Bab 17

132 23 0
                                    

Acara training selesai dan kami pulang di hari minggu. Di depan sekolah, aku meminta Damar untuk mengantarkan koper Aurora dan Lisa ke rumah Aurora. Damar tidak berkomentar macam-macam. Dia tidak bertanya kenapa dia yang kumintai tolong, bukan Kevin. Dia juga tidak penasaran saat Dina terus mengomel.

Damat cuma menaikan alis mata yang lalu kubalas dengan gelengan pelan. Dia mengangguk lalu mengambil alih barang-barang Lisa dan Aurora.

Dina dan Damar pulang bareng. Aku diantar Kevin hingga ke depan pagar. Dia kembali seperti Kevin yang biasanya.

"Mau mampir dulu, Vin?" Kataku sambil mencari kunci di tasku. "Minum atau ketemu Mama?"

Kevin menggeleng. "Mending istirahat, Gi. Kamu juga pasti capek banget."

Aku memain-mainkan kunciku.

"Kenapa?" Tukas Kevin jahil. "Enggak rela pisah?"

Aku mendekat, memasuki area personal Kevin. Kepalsuan Kevin sedikit goyah. Dia sedikit menelengkan kepala. "Gi?"

Aku nekat. Kupeluk Kevin. Kedua tanganku mengelilinginya. Jemariku saling mengunci, menekan Kevin dalam pelukanku.

Kevin kaget. Badannya sedikit kaku.

"Yang kuat ya, Vin." Kataku lirih. "Aku enggak bisa bilang ngerti perasaanmu karena aku enggak mengalami. Tapi aku pengin kamu kuat."

Kepura-puraan Kevin luruh. Dia gemetar, membalas pelukanku dalam pelukan erat. Kevin menyembunyikan mukanya di antara leher dan bahuku. Napasnya mengenai kulit.

Aku sedikit berjinjit, menunjukan dukungan pada Kevin yang tidak bisa kujelaskan dengan kata-kata. Aku memanjatkan doa-doa agar Kevin bahagia selalu.

"Makasih, Gi." Bisiknya pelan di telingaku.

"Yang kuat, Vin." Balasku.

Setelah itu Kevin melepaskanku.
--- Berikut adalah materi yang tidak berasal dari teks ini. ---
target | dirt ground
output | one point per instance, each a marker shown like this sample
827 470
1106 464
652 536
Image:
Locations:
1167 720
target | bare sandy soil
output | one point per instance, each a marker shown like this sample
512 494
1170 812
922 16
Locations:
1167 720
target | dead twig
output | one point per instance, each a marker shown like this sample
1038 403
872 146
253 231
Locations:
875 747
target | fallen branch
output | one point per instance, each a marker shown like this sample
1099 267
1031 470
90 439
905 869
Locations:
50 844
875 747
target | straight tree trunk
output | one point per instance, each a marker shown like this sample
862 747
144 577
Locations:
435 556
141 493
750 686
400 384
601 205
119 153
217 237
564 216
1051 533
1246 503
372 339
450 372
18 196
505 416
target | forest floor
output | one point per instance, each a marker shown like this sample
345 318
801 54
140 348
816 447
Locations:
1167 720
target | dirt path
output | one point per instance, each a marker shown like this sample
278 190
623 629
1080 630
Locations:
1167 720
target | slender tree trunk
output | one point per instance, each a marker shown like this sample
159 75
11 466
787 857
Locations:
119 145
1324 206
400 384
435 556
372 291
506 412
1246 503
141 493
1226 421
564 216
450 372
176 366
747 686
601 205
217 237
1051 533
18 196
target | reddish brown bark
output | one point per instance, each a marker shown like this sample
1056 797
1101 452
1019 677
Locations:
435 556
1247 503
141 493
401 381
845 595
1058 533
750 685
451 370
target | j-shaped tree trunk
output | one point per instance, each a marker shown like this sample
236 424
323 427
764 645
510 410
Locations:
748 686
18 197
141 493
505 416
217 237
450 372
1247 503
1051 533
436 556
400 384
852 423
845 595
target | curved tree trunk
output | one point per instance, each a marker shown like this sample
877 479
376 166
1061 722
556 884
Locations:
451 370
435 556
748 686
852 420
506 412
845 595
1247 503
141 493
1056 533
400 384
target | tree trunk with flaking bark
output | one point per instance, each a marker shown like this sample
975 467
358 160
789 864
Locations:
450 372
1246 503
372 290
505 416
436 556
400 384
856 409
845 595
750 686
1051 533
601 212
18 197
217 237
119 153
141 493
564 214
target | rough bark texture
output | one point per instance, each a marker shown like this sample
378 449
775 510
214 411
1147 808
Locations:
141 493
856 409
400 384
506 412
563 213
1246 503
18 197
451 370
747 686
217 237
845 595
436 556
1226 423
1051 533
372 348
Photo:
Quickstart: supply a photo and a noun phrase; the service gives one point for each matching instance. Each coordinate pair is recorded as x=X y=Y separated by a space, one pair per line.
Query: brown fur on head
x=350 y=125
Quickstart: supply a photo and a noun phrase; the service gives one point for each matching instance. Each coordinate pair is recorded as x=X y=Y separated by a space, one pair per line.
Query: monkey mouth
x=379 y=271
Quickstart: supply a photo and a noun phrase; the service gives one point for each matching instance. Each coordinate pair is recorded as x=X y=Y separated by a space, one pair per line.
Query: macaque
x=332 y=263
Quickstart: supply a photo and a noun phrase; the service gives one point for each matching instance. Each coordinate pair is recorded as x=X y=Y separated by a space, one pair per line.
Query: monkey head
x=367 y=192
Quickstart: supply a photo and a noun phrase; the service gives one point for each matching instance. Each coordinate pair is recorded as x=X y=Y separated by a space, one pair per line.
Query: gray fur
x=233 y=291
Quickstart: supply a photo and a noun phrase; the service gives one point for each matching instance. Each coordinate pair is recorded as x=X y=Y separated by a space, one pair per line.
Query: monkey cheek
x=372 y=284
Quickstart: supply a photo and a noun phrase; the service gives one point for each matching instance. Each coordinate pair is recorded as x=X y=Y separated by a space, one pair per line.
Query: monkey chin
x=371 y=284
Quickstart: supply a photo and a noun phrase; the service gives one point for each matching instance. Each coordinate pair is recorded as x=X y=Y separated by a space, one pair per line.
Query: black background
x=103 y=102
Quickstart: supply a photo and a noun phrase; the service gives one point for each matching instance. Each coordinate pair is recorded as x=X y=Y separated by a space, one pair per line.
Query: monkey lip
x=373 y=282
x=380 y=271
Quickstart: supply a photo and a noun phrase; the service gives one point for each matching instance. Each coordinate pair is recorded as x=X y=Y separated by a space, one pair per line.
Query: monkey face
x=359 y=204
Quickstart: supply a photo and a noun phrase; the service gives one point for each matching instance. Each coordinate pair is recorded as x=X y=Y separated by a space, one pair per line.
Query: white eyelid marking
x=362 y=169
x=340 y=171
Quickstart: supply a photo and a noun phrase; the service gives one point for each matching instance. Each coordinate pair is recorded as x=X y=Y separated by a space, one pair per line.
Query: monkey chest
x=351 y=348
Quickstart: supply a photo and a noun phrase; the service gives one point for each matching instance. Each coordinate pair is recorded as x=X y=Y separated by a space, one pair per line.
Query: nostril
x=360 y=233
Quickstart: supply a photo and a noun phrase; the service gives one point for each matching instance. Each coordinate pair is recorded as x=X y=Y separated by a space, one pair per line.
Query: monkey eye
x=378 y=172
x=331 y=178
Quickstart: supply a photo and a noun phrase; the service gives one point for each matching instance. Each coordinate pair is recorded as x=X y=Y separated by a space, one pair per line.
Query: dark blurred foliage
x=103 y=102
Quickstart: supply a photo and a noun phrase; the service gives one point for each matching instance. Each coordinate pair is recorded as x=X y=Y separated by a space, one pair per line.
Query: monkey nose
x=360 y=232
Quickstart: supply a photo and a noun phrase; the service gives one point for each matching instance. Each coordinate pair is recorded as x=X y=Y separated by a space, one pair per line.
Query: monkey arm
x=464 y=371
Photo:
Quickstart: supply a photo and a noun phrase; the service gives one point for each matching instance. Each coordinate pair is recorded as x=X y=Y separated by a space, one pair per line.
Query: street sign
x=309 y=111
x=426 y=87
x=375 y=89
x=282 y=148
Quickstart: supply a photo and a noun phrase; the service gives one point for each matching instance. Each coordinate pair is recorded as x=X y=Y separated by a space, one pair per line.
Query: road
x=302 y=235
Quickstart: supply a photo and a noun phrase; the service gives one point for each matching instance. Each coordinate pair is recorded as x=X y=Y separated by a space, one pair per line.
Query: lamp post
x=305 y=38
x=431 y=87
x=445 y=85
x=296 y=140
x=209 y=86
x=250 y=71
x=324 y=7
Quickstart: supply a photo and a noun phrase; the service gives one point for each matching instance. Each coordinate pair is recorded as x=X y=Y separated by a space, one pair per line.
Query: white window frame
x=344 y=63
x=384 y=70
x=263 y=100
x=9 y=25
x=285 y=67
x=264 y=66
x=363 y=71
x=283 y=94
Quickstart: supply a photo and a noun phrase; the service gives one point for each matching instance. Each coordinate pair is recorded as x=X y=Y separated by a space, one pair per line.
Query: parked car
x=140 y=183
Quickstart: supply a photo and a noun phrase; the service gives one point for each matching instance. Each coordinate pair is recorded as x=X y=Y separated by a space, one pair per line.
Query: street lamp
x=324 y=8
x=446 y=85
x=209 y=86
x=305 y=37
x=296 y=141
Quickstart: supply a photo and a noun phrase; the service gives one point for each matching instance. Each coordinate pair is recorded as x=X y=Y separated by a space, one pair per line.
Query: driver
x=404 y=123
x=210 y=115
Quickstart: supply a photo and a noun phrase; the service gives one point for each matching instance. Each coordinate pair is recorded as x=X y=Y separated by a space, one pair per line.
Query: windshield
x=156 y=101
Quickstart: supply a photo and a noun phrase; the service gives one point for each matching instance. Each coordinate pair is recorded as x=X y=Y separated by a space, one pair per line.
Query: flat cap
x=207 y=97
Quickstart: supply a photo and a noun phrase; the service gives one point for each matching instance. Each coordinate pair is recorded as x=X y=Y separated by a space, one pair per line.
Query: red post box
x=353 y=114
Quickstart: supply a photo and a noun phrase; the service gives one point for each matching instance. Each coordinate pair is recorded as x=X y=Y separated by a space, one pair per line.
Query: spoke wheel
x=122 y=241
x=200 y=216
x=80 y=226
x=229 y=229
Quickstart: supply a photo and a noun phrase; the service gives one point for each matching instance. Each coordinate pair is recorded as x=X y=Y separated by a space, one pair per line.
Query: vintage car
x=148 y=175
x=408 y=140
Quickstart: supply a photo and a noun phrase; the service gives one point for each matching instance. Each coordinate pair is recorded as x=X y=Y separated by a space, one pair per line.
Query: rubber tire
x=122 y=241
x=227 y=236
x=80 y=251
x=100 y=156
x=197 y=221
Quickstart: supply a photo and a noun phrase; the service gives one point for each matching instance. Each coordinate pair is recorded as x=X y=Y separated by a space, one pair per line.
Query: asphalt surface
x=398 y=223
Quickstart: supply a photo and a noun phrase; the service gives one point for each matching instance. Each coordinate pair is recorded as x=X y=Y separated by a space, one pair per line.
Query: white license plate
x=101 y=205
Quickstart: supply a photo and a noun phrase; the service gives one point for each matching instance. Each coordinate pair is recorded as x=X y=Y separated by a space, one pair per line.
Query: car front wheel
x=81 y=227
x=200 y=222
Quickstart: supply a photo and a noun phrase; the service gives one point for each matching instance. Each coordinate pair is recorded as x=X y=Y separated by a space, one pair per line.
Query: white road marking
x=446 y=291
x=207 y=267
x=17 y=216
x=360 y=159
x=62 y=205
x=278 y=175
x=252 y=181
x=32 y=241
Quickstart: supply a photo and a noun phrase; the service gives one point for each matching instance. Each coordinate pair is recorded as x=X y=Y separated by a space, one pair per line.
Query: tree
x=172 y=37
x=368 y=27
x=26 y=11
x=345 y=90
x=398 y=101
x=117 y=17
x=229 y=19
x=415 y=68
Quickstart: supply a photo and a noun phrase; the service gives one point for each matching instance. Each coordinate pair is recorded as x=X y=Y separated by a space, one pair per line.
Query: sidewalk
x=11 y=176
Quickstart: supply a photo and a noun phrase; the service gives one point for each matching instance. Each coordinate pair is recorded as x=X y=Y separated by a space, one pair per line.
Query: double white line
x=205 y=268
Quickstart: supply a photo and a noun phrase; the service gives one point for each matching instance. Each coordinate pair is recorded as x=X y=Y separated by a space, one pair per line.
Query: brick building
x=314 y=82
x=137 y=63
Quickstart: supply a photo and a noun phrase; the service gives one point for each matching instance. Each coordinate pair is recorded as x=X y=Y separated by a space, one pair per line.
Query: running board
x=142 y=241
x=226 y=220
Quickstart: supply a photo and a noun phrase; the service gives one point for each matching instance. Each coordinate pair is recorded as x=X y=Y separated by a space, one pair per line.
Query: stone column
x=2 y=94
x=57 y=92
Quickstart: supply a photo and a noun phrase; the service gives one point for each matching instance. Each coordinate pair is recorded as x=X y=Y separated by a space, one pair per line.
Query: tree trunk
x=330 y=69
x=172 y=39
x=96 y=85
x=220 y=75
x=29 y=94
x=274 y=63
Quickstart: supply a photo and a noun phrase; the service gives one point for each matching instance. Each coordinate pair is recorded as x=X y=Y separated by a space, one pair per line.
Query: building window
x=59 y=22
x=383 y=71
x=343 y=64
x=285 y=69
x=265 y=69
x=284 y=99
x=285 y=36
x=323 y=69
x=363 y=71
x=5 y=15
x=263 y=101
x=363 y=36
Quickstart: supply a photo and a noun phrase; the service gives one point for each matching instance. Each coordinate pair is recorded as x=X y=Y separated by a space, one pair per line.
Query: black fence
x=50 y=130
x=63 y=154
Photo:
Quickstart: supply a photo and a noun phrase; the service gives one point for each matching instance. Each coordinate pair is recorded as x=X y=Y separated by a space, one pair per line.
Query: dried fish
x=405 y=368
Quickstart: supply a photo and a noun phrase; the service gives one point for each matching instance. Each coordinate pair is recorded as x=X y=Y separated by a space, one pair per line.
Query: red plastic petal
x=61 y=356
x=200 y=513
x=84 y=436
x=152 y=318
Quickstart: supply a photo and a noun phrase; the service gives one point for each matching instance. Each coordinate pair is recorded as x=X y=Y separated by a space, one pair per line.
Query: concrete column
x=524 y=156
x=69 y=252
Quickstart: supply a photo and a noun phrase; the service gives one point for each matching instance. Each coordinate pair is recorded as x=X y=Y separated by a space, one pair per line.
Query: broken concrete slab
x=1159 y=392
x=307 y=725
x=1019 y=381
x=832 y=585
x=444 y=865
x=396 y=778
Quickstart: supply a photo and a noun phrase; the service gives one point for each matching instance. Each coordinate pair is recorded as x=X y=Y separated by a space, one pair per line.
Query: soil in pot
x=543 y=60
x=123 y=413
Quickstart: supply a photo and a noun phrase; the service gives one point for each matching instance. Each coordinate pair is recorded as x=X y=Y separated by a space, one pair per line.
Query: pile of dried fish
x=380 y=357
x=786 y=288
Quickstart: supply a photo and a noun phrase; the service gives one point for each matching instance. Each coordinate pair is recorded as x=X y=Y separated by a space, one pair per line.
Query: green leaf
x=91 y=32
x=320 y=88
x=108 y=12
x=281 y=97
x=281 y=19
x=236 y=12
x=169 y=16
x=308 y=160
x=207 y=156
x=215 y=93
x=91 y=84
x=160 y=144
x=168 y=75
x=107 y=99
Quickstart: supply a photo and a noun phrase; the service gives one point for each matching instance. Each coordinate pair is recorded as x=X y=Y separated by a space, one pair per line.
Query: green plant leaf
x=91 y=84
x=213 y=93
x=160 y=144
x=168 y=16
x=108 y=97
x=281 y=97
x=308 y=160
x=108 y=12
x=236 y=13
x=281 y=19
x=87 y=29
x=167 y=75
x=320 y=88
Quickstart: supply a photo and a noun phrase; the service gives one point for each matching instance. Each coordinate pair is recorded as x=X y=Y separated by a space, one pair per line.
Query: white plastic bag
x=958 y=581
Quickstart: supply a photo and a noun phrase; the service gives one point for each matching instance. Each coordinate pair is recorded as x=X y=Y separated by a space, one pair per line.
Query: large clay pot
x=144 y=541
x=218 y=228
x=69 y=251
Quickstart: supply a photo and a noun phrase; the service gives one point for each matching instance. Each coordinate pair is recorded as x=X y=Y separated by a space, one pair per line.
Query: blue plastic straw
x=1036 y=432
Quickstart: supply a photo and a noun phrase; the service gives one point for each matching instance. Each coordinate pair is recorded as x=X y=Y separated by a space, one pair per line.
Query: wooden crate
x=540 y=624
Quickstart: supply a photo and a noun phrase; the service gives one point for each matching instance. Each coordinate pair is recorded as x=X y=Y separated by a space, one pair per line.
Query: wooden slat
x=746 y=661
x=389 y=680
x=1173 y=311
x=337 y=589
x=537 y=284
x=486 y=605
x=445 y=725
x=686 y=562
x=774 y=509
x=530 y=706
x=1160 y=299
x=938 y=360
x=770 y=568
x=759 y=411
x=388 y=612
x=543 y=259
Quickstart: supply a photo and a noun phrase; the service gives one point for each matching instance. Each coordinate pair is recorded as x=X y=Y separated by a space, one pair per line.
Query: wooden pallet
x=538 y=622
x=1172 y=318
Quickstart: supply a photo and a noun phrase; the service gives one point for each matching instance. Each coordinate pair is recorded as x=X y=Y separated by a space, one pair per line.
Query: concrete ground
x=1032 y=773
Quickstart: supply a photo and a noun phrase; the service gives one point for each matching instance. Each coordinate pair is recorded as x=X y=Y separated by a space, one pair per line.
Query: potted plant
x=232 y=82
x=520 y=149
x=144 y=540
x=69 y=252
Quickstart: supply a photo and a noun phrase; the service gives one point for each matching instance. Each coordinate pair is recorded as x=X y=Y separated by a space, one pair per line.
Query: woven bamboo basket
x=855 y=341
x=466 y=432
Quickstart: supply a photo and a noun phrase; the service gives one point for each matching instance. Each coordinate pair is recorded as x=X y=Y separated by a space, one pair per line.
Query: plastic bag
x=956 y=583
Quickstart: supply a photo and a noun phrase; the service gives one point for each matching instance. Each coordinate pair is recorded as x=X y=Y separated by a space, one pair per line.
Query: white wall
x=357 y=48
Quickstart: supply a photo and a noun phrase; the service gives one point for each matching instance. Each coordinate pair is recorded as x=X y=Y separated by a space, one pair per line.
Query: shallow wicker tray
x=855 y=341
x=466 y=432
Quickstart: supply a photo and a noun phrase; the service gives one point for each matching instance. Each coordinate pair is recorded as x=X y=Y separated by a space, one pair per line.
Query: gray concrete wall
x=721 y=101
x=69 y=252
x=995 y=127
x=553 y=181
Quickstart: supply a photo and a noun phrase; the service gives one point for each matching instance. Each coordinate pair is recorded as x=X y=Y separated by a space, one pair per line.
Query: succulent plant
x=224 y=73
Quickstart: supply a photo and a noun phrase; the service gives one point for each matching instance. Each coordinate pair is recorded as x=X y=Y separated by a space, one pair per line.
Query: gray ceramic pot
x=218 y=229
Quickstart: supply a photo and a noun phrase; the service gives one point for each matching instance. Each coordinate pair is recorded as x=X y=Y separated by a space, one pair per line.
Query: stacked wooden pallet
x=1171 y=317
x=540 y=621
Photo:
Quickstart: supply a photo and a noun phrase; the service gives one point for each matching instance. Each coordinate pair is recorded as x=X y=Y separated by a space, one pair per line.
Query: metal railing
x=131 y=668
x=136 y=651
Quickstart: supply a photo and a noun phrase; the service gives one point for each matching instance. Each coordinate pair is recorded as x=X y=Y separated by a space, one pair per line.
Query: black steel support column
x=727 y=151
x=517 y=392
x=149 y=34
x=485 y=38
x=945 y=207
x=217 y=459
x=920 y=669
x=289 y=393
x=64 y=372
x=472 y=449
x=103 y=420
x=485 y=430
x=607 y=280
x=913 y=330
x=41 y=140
Dia menungguku masuk ke dalam. Aku menutup pintu. Sebelum tertutup, aku melambaikan tangan. "Hati-hati."

Kevin tersenyum. Dia mengangguk.

Aku ke kamar, merapikan segala macam bawaanku. Kukeluarkan baju kotor, peralatan mandi, kabel charger, sendal, dan... kantong rias Lisa.

Aku duduk di kasur, memegang barang milik Lisa. Setelah beres-beres, aku dan Dina kehabisan tempat menyimpan bawaan Lisa dan Aurora. Aku memasukan sebagian ke tasku.

Kantong ini tidak terbawa Damar.

Aku teringat bagaimana Lisa kaget melihatku memergoki dia. Wajahnya yang kaget berubah menjadi malu. Lisa kelihatan rapuh saat Kevin tidak membalas pertanyaannya. Aku tidak mampu menghapus ingatan tentang Lisa yang menangis.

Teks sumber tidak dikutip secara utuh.